Thursday, October 18, 2007

Charlie

He used to ask me where I want to go and what I want to do. In fact it became too often I'd get angry hearing him asking me the same question over and over again.

He'd ask me in anger. And I'd reply in anger. Because my reply would always be "of course I'd want to retire in Sagpat (a sitio in Zambales) and help Aytas. It's my destiny- or so I'd think.

But when the hubby died, I thought about the same question. Was he asking this because he was really jealous- which was the reason I'd tell him why he's angry and why he'd repetitively ask me that question. Maybe it was because he was jealous of my barkada-teachers in school, my own family because I was his second wife, my education because I graduated from UP and he finished high school- not even if he was accelerated in class and graduated valedictorian.

And I'd remember myself seething with rage because he'd often ask me the same question when he's drunk. He explained to me that if you're a real organizer, you'd have to learn to drink with the masa- magsasaka, manggagawa, katutubo.

"But why should I," I'd shot back at him. "Hindi ba parang mas lalo ko pang ibinaba ang pagtingin ko sa kanila pag uminom ako at 'nakisama' sa kanila?

"Dahil hindi mo maiintindihan ang kalagayan nila kapag hindi mo sila nakasama," he'd reply.

"Perhaps," I would reply in anger.

Charlie's the kind who'd look real angry while raising a fist against all the dictators in this country. He's the kind who'd go at length organizing the have nots to encourage the masa to join rallies and forget about earning (in whatever way) for a day and probably days. He's the kind who'd return sa bundok, after all these rallies, with the katutubo at magpasan ng sako ng puso ng saging so that a farmer-Ayta father and mother could feed their children. He's the kind who'd bring our kids ("immerse" them, in my language) for weeks and months sa bundok to see him organize the Aytas, dance with zest to Talipe in lubay (g-string). He's the kind who'd come home thin and with sunken eyes because there's just nothing to eat sa bundok. He's the kind whose soul we thought was still washing dishes because he never wanted to see his mother do this chore.
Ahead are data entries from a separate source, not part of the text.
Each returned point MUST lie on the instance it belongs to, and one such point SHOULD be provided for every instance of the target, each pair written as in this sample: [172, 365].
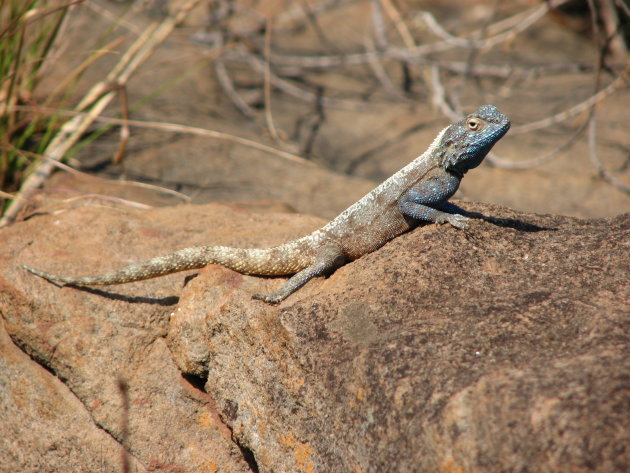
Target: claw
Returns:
[458, 221]
[271, 298]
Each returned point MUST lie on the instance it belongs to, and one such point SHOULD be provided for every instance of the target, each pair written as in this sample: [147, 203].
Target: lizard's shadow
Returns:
[161, 301]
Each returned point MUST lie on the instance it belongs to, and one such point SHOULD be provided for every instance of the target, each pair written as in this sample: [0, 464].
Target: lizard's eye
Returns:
[473, 124]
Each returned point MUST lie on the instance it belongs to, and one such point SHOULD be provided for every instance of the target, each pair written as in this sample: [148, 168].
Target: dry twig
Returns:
[96, 100]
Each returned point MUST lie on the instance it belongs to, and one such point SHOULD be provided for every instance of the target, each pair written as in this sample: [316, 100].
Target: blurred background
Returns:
[306, 105]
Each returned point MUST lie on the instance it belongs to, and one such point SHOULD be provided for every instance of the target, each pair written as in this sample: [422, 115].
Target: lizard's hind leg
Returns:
[327, 260]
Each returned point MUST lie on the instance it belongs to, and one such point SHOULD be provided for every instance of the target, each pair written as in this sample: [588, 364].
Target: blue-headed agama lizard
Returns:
[417, 193]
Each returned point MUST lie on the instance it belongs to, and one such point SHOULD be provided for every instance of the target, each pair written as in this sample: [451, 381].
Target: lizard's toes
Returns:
[272, 298]
[458, 221]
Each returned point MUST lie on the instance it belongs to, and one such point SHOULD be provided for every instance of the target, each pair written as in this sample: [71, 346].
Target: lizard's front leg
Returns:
[328, 259]
[427, 200]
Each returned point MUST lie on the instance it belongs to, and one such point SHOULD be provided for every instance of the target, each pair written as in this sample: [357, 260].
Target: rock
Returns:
[499, 348]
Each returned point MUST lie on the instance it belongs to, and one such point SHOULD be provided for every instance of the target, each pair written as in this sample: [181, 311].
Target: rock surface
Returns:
[499, 348]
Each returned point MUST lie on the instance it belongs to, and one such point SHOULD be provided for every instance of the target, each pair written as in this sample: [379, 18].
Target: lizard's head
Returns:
[464, 144]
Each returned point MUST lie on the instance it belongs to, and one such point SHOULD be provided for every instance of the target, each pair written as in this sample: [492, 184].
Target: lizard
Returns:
[417, 193]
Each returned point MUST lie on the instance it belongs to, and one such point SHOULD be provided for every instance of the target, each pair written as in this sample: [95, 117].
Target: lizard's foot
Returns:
[271, 298]
[457, 220]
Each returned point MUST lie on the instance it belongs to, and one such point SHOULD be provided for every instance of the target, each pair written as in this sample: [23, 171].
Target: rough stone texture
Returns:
[90, 339]
[499, 348]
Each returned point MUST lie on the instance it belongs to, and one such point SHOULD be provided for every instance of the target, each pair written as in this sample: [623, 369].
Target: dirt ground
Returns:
[358, 122]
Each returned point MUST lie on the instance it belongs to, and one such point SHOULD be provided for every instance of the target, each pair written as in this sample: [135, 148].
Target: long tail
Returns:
[277, 261]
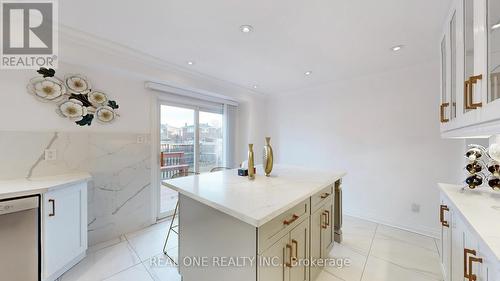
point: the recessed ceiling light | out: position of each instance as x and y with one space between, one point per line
246 28
397 48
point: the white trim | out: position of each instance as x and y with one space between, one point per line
433 233
190 92
90 41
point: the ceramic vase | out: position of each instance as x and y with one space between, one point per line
268 157
251 162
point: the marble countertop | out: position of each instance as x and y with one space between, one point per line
254 201
39 185
480 209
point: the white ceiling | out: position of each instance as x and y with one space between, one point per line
334 39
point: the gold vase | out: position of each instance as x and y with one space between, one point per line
268 157
251 162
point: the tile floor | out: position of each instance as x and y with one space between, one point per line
376 253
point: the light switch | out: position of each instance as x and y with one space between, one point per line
50 154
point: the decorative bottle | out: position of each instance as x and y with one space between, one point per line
251 162
268 157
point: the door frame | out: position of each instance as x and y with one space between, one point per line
162 100
158 100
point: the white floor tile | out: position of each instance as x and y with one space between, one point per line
161 268
135 273
391 233
358 234
325 276
407 250
149 242
103 263
380 270
353 270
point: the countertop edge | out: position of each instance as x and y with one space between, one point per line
245 218
443 188
44 187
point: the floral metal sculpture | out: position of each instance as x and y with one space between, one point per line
74 96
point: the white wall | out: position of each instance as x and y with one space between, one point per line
382 129
120 197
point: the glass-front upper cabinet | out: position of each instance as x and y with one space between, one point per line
472 96
493 49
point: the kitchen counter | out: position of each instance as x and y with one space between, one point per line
480 209
39 185
222 214
254 201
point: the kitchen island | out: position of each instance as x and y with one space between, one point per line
267 229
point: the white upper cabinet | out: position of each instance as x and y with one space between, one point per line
470 72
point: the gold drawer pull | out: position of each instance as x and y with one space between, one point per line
289 248
468 261
325 223
441 215
290 221
441 112
53 202
469 91
295 243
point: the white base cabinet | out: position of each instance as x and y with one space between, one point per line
283 249
64 229
463 255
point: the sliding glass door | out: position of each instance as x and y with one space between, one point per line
191 142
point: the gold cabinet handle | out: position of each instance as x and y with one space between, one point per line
295 243
53 202
441 215
469 91
289 249
325 216
468 261
441 112
290 221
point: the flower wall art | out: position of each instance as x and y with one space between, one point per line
74 97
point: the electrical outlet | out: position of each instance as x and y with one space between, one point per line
50 154
415 208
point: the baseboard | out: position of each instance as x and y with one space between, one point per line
433 233
67 267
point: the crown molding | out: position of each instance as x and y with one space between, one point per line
69 35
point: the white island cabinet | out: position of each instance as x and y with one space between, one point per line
470 234
267 229
63 217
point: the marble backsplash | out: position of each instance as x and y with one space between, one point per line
119 193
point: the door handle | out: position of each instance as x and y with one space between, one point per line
468 261
53 202
441 215
441 112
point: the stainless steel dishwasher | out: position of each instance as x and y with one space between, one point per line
20 239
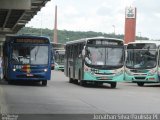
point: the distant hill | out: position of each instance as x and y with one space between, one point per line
64 35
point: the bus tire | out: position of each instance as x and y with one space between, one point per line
44 83
10 82
82 83
113 84
70 80
140 84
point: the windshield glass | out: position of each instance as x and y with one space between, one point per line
102 56
141 58
59 57
30 55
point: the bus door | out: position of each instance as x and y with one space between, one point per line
158 62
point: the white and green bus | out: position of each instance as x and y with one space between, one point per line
59 59
59 53
95 60
142 62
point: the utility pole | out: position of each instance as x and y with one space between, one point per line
55 38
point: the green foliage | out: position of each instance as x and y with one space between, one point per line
64 35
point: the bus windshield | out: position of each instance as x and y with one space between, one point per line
105 57
30 54
139 57
59 57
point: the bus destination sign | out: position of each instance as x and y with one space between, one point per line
28 40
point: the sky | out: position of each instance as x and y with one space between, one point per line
104 16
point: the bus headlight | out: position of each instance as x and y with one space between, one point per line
119 72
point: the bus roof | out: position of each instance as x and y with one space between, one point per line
157 42
84 40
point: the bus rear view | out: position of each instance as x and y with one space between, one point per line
142 63
96 60
27 58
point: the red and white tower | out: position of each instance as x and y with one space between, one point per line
55 38
130 25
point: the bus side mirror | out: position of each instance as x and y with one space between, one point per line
83 52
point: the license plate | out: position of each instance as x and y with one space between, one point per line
29 75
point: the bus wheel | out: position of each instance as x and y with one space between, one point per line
44 83
76 81
82 82
140 84
71 80
113 84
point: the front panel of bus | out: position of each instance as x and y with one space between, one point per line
104 60
141 63
59 60
29 61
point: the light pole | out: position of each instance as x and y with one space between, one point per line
114 29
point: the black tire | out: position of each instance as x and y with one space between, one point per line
44 83
75 81
140 84
70 80
98 83
82 82
113 84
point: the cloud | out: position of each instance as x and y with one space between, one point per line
100 16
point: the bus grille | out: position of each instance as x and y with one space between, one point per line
140 78
25 76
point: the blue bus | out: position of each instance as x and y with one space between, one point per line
27 58
95 60
59 53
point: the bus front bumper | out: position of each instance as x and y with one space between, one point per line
103 78
142 78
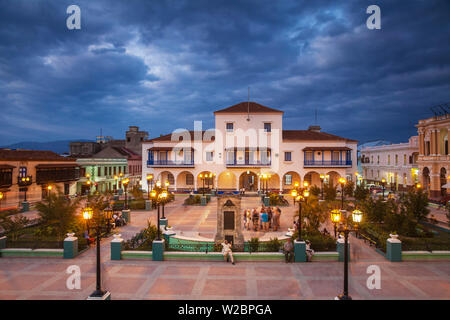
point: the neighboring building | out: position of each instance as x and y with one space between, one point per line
40 169
396 163
248 141
133 141
102 168
434 159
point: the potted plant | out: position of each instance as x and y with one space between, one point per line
393 235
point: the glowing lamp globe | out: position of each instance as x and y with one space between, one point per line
335 216
357 216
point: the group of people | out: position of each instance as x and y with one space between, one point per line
264 219
288 250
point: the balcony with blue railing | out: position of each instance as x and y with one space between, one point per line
170 163
327 163
255 163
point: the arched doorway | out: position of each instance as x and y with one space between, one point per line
290 179
426 178
185 181
226 181
443 181
166 176
313 179
248 180
205 180
333 178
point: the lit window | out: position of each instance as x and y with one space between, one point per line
22 172
288 179
189 179
287 156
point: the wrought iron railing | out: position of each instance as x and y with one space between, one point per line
170 163
328 163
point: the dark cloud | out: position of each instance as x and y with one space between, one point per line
163 64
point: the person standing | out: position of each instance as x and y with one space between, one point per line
270 216
249 218
255 219
288 250
265 220
226 251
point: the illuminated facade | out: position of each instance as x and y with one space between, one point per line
396 163
434 158
248 142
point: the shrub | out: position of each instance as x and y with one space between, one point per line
315 191
253 244
273 245
191 200
330 192
361 193
276 199
144 239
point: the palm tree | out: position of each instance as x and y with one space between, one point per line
58 212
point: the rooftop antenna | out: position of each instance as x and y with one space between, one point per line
248 105
315 116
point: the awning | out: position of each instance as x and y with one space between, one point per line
160 149
6 166
57 165
327 149
247 149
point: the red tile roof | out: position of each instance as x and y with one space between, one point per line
311 135
288 135
168 137
244 107
31 155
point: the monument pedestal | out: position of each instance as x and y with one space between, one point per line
300 251
229 226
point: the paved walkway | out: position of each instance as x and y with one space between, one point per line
37 278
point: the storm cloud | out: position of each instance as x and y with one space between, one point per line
163 64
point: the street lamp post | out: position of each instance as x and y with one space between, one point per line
159 195
149 182
342 181
125 185
49 189
322 177
346 229
88 215
203 183
300 197
163 202
383 185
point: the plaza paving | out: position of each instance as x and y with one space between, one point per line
37 278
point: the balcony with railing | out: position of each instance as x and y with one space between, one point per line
170 163
246 164
328 163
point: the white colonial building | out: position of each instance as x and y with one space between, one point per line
396 163
248 141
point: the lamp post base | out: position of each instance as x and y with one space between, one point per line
100 295
343 297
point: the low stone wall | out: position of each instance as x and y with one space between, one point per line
425 255
18 252
70 250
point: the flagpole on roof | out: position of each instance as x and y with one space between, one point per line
248 105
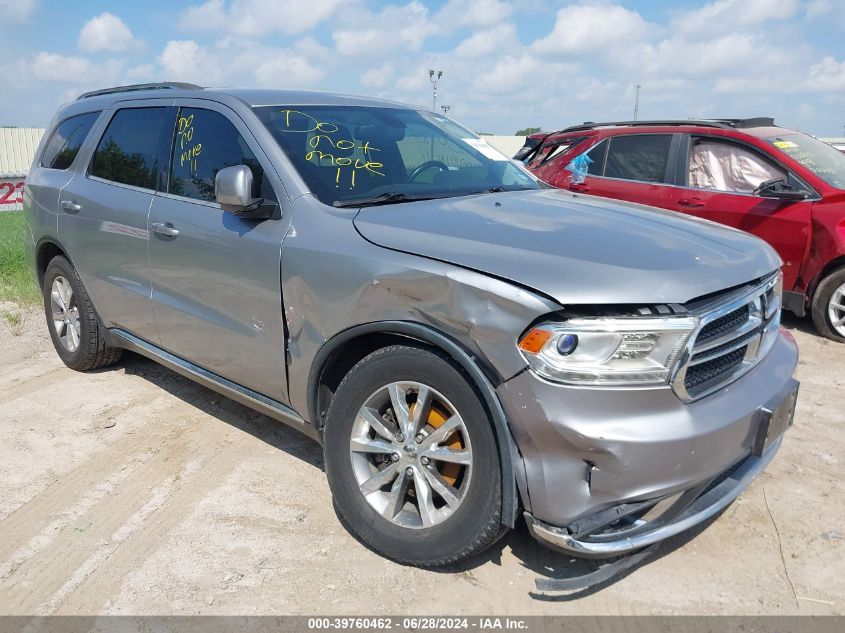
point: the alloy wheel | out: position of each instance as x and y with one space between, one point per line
411 454
836 310
65 313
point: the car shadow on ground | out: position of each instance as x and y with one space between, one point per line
532 555
802 324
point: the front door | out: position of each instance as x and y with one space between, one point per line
216 282
633 167
103 214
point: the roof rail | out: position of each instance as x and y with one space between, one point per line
717 123
760 121
589 125
165 85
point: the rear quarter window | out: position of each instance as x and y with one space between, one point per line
67 138
128 151
640 157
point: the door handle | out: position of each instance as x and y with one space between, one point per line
167 230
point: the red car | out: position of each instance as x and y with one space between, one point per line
783 186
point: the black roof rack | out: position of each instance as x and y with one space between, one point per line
717 123
165 85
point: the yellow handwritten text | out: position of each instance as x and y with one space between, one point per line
324 138
185 131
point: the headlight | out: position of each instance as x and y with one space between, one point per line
603 351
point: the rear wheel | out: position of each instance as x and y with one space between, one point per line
828 309
412 460
77 335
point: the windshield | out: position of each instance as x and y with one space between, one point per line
820 158
346 153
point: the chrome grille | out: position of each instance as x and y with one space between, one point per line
724 324
734 333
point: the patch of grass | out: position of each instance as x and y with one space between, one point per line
16 281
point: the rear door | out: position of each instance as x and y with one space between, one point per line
45 181
216 282
633 167
718 177
103 217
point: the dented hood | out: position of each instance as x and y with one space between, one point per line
577 249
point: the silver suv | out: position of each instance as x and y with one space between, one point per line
465 343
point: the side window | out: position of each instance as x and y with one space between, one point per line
725 166
206 142
66 140
127 151
597 154
641 157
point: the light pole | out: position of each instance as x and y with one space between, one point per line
434 78
637 102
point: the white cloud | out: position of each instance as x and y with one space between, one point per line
52 67
722 14
106 32
377 77
143 73
258 17
185 60
508 74
487 42
827 75
584 29
287 71
234 61
457 13
17 10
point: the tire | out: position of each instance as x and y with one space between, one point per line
79 340
454 532
829 294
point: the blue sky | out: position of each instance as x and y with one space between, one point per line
507 64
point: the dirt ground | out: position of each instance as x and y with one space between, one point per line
134 491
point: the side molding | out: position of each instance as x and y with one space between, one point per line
272 408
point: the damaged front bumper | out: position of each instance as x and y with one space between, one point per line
630 527
609 471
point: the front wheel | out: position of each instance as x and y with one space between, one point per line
828 309
412 460
77 335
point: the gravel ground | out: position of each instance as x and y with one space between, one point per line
134 491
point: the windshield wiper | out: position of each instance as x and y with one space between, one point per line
390 197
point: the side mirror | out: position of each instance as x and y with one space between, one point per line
233 191
777 188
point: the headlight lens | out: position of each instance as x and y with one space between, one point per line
603 351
Thinking about these things, I thought my accomplishment ("pakikipamuhay" sa masa described one of my professors in Community Development) as development worker is not even comparable to his or pales if actually compared with his accomplishment.

Ako'y burgis. Which is probably why I cried the first time I ate sinangag, in my in-laws' house, na walang ulam.

I would somehow play up that I was angry, during rallies, for the inequality in this country. And walk with the masa wearing rubber shoes and hankerchief in hand to rub my sweat off. While the masa around me walked in soon-to-tear slippers na walang pakialam sa tindi ng sikat ng araw.

I'd be amused at an Ayta leader who'd never run out of anything to say on top of a makeshift stage, bellowing hard facts of injustice. Me? I thought "marami pa akong kakaining bigas" to be like him. That's read as I'd have to attend so many seminars and trainings to be endowed with such "skill."

"Sigurado mo'ng gusto mo'ng tumulong sa mga Ayta? o naaawa ka lang sa kanila?," the hubby once asked. That was surprising for him to ask. But I thought he had a point. Though I also asked myself if he just wasn't confusing me.

One time feeling desperate seeing poverty at home I asked him. "Hindi kaya magbago (read: sumama) ang ugali natin kung yumaman tayo? And he smiled. For a poor family, it was difficult to imagine being rich.

But I think everybody wants to be rich. The opportunities are just so few- perhaps for the many impoverished.

Management books like "Rich Dad and Poor Dad" would say "it's all in the mind." "Believe and you will see," they'd say.

But your conscience asks you. Must I leave organizing, development work and the masa in order to be rich? Does this sense of communalism- with my in-laws' family work?

I scrimped on my meager salary as a teacher to buy/ loan a hand-tractor, a mini-thresher, and an old jeep. We'd let no chemical fertilizers touch our palay farm because this is costly, anyway. But the miracle of richness never came.

The hubby has died - having been riddled with bullets which sounded like sinturon ni Hudas on a New Year's Eve.

Me? I'd probably spend some more New Years with my kids before Kamatayan tells me "Time's up!" My accomplishment in this lifetime may still pale compared with other organizers', and development workers' accomplishments. But I hope my own contribution to a more peaceful and equitable world for my kids and the future generation will not have been for naught.

It's 3 am. I hope I'd merit sleeping under Inang Laya's kanlungan someday.